Cognitive Computing – An NLP Renaissance! – Salim Roukos (IBM T.J Watson Research Center)
Electronically available multi-modal data (primarily text and meta-data) is unprecedented in terms of its volume, variety, velocity, (and veracity). The increased interest and investment in cognitive computing for building systems and solutions that enable and support richer human-machine interactions presents a unique opportunity for novel statistical models for natural language processing.
In this talk, I will give brief overview of work at IBM in developing novel statistical models for NLP such as statistical parsing, question-answering systems, and machine translation. I will also discuss the significant progress in the quality of statistical machine translation over the past few years with techniques that include the use of source language analysis including parse forests of the input, techniques for cross-system adaptation, and improved data modeling for informal communications such as found in blogs. I will also give an update on techniques to improve the value of machine translation for human translators for MT Post Editing. In particular, I will discuss the impact of MT on human translator productivity in translating English to Japanese, a notoriously challenging language pair.

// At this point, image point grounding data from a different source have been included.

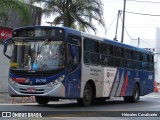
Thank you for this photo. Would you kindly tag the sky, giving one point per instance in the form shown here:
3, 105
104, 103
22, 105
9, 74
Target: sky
136, 25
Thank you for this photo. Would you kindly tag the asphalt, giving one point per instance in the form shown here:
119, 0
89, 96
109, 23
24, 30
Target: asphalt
5, 98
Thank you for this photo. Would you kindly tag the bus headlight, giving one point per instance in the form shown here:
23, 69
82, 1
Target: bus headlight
57, 81
11, 81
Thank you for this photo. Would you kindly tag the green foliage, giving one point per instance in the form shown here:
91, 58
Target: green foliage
78, 14
16, 6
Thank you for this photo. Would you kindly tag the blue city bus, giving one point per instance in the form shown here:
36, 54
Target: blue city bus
53, 63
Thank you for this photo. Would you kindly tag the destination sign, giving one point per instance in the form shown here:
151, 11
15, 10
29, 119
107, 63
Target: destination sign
38, 32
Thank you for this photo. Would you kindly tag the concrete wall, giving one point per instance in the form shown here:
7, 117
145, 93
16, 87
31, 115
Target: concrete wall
4, 66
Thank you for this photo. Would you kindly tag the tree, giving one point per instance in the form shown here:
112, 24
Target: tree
79, 14
15, 6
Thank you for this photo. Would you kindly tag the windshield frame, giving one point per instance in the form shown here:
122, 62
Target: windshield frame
37, 40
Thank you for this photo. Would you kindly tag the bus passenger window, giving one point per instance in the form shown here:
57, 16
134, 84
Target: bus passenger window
118, 62
73, 54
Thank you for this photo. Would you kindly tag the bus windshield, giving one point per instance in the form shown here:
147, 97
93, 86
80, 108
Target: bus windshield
37, 55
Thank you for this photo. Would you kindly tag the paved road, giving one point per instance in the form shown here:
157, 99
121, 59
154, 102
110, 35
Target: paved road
112, 108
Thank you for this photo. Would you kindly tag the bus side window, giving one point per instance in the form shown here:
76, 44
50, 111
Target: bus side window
74, 52
91, 51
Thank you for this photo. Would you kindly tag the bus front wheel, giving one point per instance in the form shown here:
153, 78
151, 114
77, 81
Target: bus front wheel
135, 97
87, 96
41, 100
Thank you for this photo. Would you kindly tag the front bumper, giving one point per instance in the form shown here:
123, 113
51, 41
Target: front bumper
36, 90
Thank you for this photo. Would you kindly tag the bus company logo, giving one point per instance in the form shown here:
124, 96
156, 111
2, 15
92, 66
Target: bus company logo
28, 81
6, 114
109, 74
5, 34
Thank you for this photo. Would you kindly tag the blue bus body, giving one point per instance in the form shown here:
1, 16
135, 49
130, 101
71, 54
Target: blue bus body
69, 82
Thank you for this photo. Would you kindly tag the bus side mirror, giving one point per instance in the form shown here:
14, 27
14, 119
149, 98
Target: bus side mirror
5, 47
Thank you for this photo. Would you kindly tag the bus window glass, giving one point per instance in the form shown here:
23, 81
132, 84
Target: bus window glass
106, 60
144, 57
145, 66
118, 51
151, 58
129, 64
137, 56
118, 62
106, 49
138, 65
128, 54
91, 52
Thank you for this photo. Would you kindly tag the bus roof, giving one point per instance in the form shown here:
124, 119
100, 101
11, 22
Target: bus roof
83, 34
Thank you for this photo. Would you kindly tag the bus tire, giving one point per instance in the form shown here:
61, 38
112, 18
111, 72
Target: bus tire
87, 96
41, 100
135, 97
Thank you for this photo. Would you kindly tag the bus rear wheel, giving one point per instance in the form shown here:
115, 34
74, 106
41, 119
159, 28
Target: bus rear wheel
87, 96
41, 100
135, 97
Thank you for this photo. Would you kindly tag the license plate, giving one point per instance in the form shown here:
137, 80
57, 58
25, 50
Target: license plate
31, 90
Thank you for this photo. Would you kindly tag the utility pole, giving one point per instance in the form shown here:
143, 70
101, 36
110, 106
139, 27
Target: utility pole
119, 14
51, 23
138, 41
124, 9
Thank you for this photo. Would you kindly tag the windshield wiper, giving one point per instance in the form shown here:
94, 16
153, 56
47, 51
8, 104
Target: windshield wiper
44, 43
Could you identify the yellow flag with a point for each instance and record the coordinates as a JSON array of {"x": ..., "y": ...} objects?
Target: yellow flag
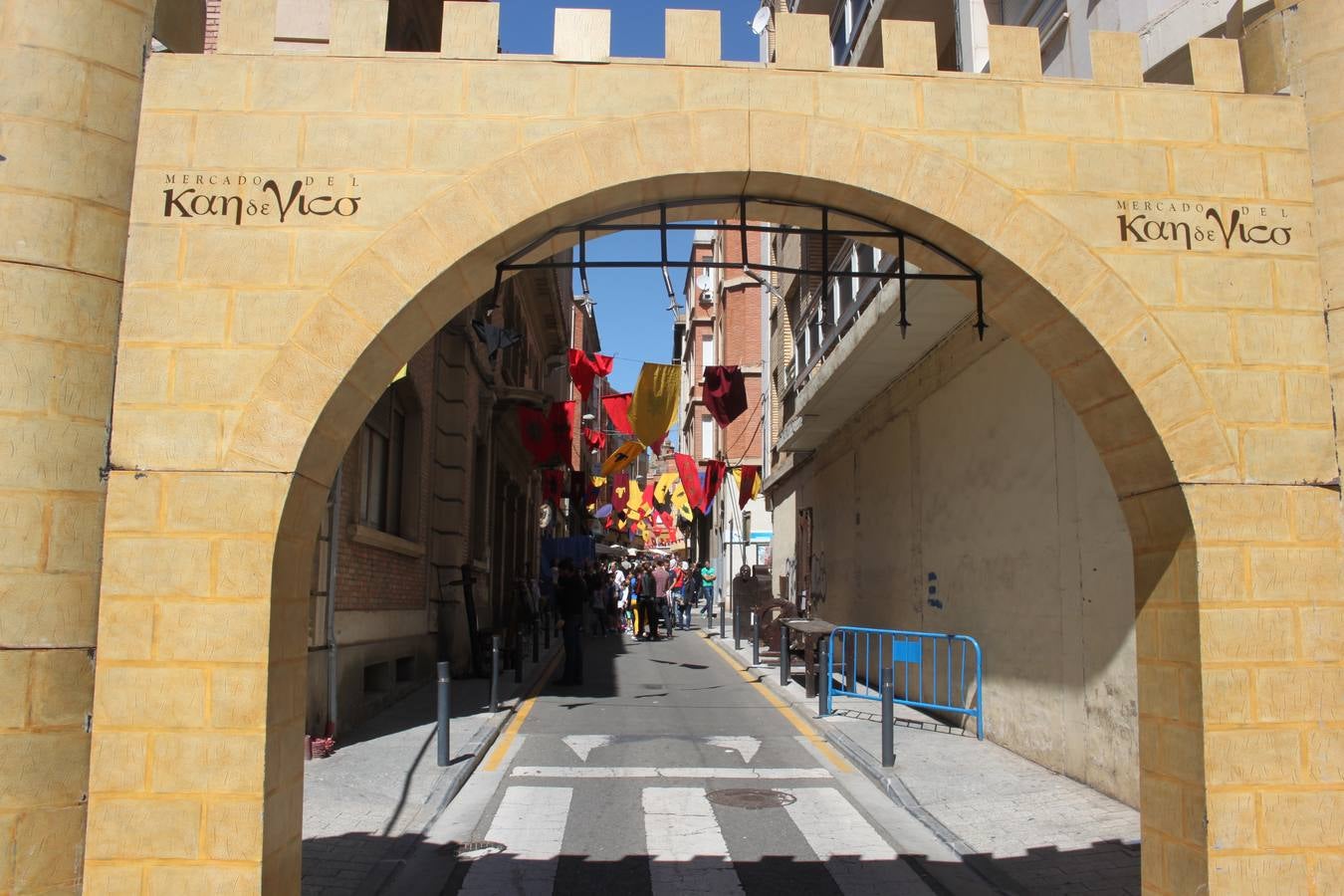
[
  {"x": 622, "y": 457},
  {"x": 660, "y": 491},
  {"x": 680, "y": 504},
  {"x": 655, "y": 400}
]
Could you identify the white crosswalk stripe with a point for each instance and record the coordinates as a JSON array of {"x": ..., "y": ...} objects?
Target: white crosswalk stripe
[
  {"x": 686, "y": 848},
  {"x": 530, "y": 821},
  {"x": 856, "y": 856},
  {"x": 665, "y": 772}
]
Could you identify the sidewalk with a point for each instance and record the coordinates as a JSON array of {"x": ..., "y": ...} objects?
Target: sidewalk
[
  {"x": 367, "y": 804},
  {"x": 1020, "y": 825}
]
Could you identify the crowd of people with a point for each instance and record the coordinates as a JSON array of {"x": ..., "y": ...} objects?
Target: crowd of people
[{"x": 647, "y": 600}]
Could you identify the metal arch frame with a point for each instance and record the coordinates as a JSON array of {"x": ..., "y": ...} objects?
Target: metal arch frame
[{"x": 615, "y": 222}]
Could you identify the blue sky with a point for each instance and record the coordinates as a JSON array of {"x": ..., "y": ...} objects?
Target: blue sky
[{"x": 632, "y": 314}]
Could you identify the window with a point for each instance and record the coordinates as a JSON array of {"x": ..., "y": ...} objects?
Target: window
[{"x": 387, "y": 454}]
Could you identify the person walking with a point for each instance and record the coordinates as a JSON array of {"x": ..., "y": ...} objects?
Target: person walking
[
  {"x": 661, "y": 595},
  {"x": 648, "y": 602},
  {"x": 570, "y": 591},
  {"x": 707, "y": 579},
  {"x": 692, "y": 588},
  {"x": 679, "y": 602}
]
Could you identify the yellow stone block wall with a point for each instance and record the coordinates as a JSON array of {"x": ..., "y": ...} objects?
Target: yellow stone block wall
[
  {"x": 69, "y": 101},
  {"x": 1201, "y": 373}
]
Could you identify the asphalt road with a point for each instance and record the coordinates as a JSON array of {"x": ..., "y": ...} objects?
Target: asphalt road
[{"x": 672, "y": 770}]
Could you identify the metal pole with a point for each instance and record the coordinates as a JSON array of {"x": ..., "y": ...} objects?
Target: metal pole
[
  {"x": 518, "y": 657},
  {"x": 444, "y": 711},
  {"x": 822, "y": 677},
  {"x": 495, "y": 673},
  {"x": 756, "y": 638},
  {"x": 889, "y": 716}
]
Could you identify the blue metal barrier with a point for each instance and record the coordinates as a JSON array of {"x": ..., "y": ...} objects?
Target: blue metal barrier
[{"x": 917, "y": 660}]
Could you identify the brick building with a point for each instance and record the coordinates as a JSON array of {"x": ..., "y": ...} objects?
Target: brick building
[
  {"x": 438, "y": 488},
  {"x": 723, "y": 327}
]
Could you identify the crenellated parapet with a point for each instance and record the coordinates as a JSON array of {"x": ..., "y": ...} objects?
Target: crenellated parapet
[{"x": 802, "y": 42}]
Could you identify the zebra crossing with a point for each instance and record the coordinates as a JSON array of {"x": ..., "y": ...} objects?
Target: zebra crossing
[{"x": 688, "y": 840}]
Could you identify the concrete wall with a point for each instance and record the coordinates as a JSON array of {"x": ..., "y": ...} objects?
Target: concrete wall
[{"x": 982, "y": 485}]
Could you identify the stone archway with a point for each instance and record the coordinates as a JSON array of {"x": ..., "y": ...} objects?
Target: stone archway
[{"x": 210, "y": 512}]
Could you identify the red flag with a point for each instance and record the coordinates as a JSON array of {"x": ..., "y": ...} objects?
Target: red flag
[
  {"x": 594, "y": 438},
  {"x": 560, "y": 423},
  {"x": 714, "y": 472},
  {"x": 618, "y": 411},
  {"x": 584, "y": 368},
  {"x": 750, "y": 484},
  {"x": 535, "y": 431},
  {"x": 690, "y": 474},
  {"x": 725, "y": 394},
  {"x": 553, "y": 485}
]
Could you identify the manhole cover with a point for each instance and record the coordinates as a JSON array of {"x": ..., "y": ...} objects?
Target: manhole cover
[
  {"x": 475, "y": 849},
  {"x": 752, "y": 798}
]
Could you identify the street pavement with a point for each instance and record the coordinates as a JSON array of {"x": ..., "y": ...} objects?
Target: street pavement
[{"x": 671, "y": 770}]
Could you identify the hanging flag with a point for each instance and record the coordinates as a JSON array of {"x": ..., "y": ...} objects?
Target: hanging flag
[
  {"x": 584, "y": 368},
  {"x": 680, "y": 504},
  {"x": 660, "y": 491},
  {"x": 725, "y": 394},
  {"x": 560, "y": 421},
  {"x": 714, "y": 473},
  {"x": 535, "y": 430},
  {"x": 690, "y": 473},
  {"x": 553, "y": 485},
  {"x": 617, "y": 408},
  {"x": 622, "y": 457},
  {"x": 655, "y": 400},
  {"x": 749, "y": 483},
  {"x": 657, "y": 446},
  {"x": 594, "y": 438}
]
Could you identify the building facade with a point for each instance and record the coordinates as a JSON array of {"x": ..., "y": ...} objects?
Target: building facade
[
  {"x": 1201, "y": 373},
  {"x": 436, "y": 508},
  {"x": 723, "y": 327}
]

Salim Roukos is Senior Manager of Multi-Lingual NLP and CTO for Translation Technologies at IBM T. J. Watson Research Center. Dr. Roukos received his B.E. from the American University of Beirut, in 1976, his M.Sc. and Ph.D. from the University of Florida, in 1978 and 1980, respectively. He joined Bolt Beranek and Newman from 1980 through 1989, where he was a Senior Scientist in charge of projects in speech compression, time scale modification, speaker identification, word spotting, and spoken language understanding. He was an Adjunct Professor at Boston University in 1988 before joining IBM in 1989. Dr. Roukos has served as Chair of the IEEE Digital Signal Processing Committee in 1988.
Salim Roukos currently leads a group at IBM T.J. Watson research Center that focuses on various problems using machine learning techniques for natural language processing. The group pioneered many of the statistical methods for NLP from statistical parsing, to natural language understanding, to statistical machine translation and machine translation evaluation metrics (BLEU metric). Roukos has over a 150 publications in the speech and language areas and over two dozen patents. Roukos was the lead of the group which introduced the first commercial statistical language understanding system for conversational telephony systems (IBM ViaVoice Telephony) in 2000 and the first statistical machine translation product for Arabic-English translation in 2003. He has recently lead the effort to create IBM’s offering of IBM Real-Time Translation Services (RTTS) a platform for enabling real-time translation applications such as multilingual chat and on-demand document translation.